500K depending on scope. Tokenization reduces scope to 1 vault.

💡 AES-256 at rest, TLS 1.2+ in transit, immutable audit logs, vault in isolated VPC.

⚠ Storing encrypted card numbers in the main application database. Even encrypted, PCI-DSS considers the database in-scope because the app server handles decryption keys.

Reconciliation: Batch Compare Gateway vs Network at T+1

Each day at T+1, the card network sends a settlement file listing every transaction with amounts and statuses. Our reconciliation job compares this file against our ledger_entries table line by line. Any mismatch triggers an alert for manual review. The job processes

432M \times 900B = 389\text{ GB}

of data per run, partitioned by merchant_id across 50 workers, completing in under 2 hours. This catches double charges, missing captures, and timeout ambiguities. Settlement (actual money movement) takes T+2 to T+3 business days.

💡 T+1 settlement file. Line-by-line comparison. 389 GB/run. 50 parallel workers. T+2/T+3 money movement.

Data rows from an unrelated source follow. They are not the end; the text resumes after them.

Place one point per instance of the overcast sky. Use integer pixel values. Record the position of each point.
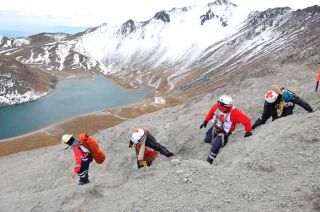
(20, 14)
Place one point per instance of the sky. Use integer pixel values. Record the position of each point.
(48, 15)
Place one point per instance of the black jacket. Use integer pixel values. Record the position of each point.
(270, 109)
(152, 143)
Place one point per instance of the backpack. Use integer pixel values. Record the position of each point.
(96, 152)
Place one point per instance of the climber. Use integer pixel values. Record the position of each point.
(224, 117)
(82, 158)
(280, 99)
(146, 147)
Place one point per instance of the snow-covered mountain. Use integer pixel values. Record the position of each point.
(20, 83)
(181, 48)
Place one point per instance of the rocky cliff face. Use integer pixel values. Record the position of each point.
(20, 83)
(276, 169)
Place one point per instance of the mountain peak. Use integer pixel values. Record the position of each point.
(162, 15)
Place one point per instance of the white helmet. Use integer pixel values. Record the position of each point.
(225, 100)
(65, 138)
(138, 135)
(271, 96)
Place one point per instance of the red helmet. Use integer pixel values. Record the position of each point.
(271, 96)
(225, 103)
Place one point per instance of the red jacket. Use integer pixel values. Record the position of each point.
(236, 117)
(79, 152)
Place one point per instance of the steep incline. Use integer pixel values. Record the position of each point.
(20, 83)
(183, 48)
(274, 170)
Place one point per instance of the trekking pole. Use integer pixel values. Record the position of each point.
(318, 80)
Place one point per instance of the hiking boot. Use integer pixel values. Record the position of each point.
(84, 182)
(210, 160)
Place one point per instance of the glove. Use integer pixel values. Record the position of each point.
(142, 163)
(247, 134)
(170, 154)
(204, 124)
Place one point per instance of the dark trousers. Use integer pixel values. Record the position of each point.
(287, 111)
(84, 169)
(217, 140)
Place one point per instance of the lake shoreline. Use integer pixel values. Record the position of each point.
(90, 123)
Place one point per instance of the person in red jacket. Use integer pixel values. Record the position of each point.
(82, 158)
(224, 117)
(146, 147)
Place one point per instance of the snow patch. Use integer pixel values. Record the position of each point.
(159, 100)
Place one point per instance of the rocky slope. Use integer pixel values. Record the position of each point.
(20, 83)
(183, 48)
(276, 169)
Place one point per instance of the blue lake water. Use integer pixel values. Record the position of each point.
(70, 98)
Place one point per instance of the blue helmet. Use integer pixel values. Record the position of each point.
(287, 96)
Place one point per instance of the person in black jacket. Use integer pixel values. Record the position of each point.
(146, 147)
(280, 99)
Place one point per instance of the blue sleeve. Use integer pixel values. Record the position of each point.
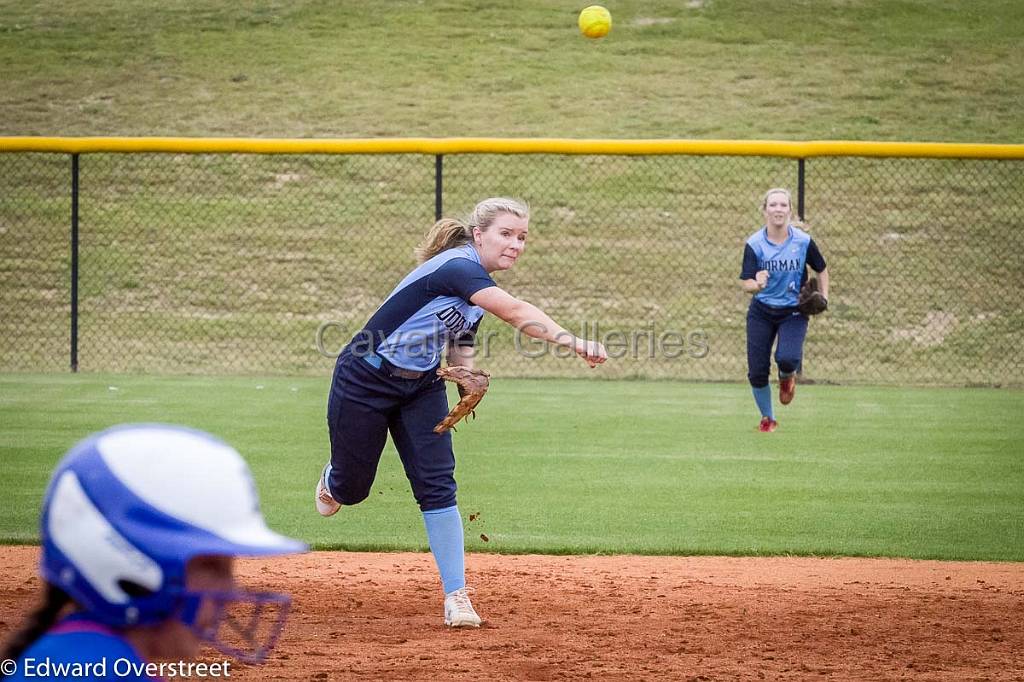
(750, 263)
(460, 276)
(814, 257)
(467, 337)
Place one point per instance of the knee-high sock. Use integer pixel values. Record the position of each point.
(448, 546)
(762, 396)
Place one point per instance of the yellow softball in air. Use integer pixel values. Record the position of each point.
(595, 22)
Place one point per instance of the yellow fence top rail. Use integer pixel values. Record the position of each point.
(444, 145)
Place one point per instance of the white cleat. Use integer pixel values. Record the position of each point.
(326, 505)
(459, 610)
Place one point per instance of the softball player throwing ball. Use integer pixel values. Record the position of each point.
(774, 270)
(139, 527)
(385, 379)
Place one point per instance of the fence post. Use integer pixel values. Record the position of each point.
(438, 185)
(800, 188)
(74, 262)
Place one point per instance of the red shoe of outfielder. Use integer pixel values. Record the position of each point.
(786, 389)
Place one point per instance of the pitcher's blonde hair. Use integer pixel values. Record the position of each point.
(450, 232)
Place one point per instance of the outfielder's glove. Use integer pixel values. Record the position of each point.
(472, 385)
(810, 301)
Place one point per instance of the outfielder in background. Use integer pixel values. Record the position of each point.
(774, 270)
(139, 527)
(386, 379)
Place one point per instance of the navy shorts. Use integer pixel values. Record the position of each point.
(366, 403)
(766, 324)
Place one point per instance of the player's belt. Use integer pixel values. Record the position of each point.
(376, 361)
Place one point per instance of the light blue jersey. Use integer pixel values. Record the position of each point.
(428, 309)
(80, 649)
(786, 265)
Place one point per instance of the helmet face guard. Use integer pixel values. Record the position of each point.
(243, 625)
(128, 508)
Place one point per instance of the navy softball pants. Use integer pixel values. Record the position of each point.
(764, 325)
(365, 405)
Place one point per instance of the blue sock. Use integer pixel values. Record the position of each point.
(448, 545)
(763, 397)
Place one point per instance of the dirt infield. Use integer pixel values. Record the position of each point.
(379, 616)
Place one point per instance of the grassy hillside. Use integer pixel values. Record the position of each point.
(230, 263)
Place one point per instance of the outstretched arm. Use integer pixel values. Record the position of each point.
(536, 323)
(756, 284)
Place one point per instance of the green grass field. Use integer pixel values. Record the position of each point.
(559, 466)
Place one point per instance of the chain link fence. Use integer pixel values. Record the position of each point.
(268, 263)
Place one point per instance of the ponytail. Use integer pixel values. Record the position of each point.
(446, 233)
(40, 621)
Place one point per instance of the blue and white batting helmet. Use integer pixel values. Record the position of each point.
(127, 508)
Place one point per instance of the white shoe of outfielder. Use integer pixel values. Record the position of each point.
(459, 610)
(326, 505)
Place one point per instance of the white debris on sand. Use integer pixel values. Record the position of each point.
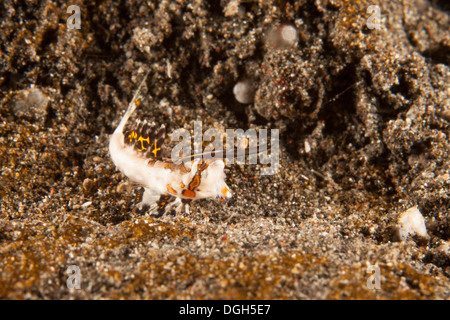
(410, 223)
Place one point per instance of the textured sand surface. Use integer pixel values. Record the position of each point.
(364, 135)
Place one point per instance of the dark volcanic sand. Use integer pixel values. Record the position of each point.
(372, 105)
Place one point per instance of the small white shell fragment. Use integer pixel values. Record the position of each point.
(307, 147)
(289, 34)
(244, 91)
(411, 222)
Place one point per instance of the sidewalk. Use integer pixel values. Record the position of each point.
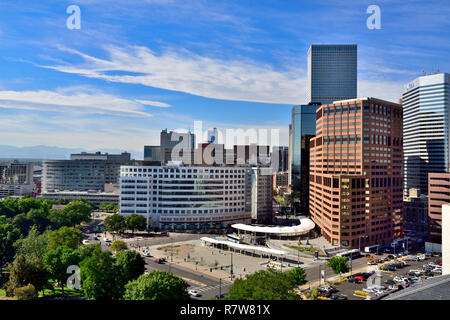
(332, 279)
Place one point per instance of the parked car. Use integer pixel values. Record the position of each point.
(367, 274)
(327, 288)
(337, 297)
(194, 293)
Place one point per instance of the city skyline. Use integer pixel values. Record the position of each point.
(247, 70)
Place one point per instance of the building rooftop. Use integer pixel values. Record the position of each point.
(435, 288)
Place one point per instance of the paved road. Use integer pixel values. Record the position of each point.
(208, 286)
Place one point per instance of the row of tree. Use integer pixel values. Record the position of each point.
(119, 223)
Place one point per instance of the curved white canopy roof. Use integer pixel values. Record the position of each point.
(243, 246)
(305, 226)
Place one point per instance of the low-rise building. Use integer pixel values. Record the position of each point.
(16, 179)
(178, 197)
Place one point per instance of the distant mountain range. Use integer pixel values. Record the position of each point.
(46, 152)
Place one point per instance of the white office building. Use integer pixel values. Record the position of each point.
(425, 102)
(179, 198)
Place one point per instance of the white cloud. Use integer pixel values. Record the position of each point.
(184, 71)
(154, 103)
(190, 73)
(75, 99)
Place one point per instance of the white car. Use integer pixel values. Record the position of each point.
(400, 279)
(194, 293)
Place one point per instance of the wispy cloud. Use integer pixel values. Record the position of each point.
(184, 71)
(154, 103)
(73, 99)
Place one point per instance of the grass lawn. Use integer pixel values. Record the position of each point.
(57, 293)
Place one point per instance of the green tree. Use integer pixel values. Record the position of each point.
(39, 217)
(34, 245)
(26, 204)
(129, 265)
(115, 222)
(297, 276)
(24, 271)
(99, 277)
(339, 265)
(118, 245)
(77, 211)
(9, 207)
(263, 285)
(87, 250)
(57, 261)
(156, 285)
(23, 223)
(65, 236)
(135, 222)
(26, 293)
(8, 235)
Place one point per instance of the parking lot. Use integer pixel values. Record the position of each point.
(347, 289)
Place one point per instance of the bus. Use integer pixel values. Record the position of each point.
(234, 238)
(354, 254)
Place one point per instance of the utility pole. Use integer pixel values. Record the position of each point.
(231, 268)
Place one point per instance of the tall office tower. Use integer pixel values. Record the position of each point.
(426, 129)
(213, 136)
(152, 153)
(302, 129)
(259, 194)
(332, 72)
(16, 178)
(177, 147)
(280, 158)
(356, 174)
(415, 213)
(438, 195)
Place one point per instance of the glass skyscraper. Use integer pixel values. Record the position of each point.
(301, 130)
(332, 73)
(426, 129)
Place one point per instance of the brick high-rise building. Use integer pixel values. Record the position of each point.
(438, 194)
(356, 172)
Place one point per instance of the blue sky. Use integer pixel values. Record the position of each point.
(138, 66)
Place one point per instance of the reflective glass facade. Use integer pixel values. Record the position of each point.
(426, 133)
(332, 73)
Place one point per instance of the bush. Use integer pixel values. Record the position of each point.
(26, 293)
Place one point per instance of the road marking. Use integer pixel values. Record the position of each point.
(194, 282)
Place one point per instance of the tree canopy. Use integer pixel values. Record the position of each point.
(8, 235)
(338, 264)
(156, 285)
(263, 285)
(118, 245)
(115, 222)
(65, 236)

⚠ Trusting your own ledger without comparing it against the card network's records. Two independent systems must agree on every transaction.

Sharding by merchant_id: Co-locates All Merchant Data

#10

We shard by merchant_id across 8 PostgreSQL instances. This co-locates a merchant's transactions, ledger entries, and merchant record on the same shard, so the idempotency check + INSERT + ledger write happen in one local ACID transaction without distributed coordination. Why not shard by transaction_id? Because the idempotency check requires looking up (merchant_id, idempotency_key), which would scatter across shards. Merchant-based sharding also enables per-merchant reconciliation in parallel. Trade-off: hot merchants (high-volume) create shard skew. We mitigate with consistent hashing and merchant migration tooling.

💡 Shard by merchant_id. ACID txn stays on one shard. 8 shards for 10K TPS.

⚠ Sharding by transaction_id. The idempotency check requires a lookup by (merchant_id, idempotency_key), which would require a scatter-gather across all shards.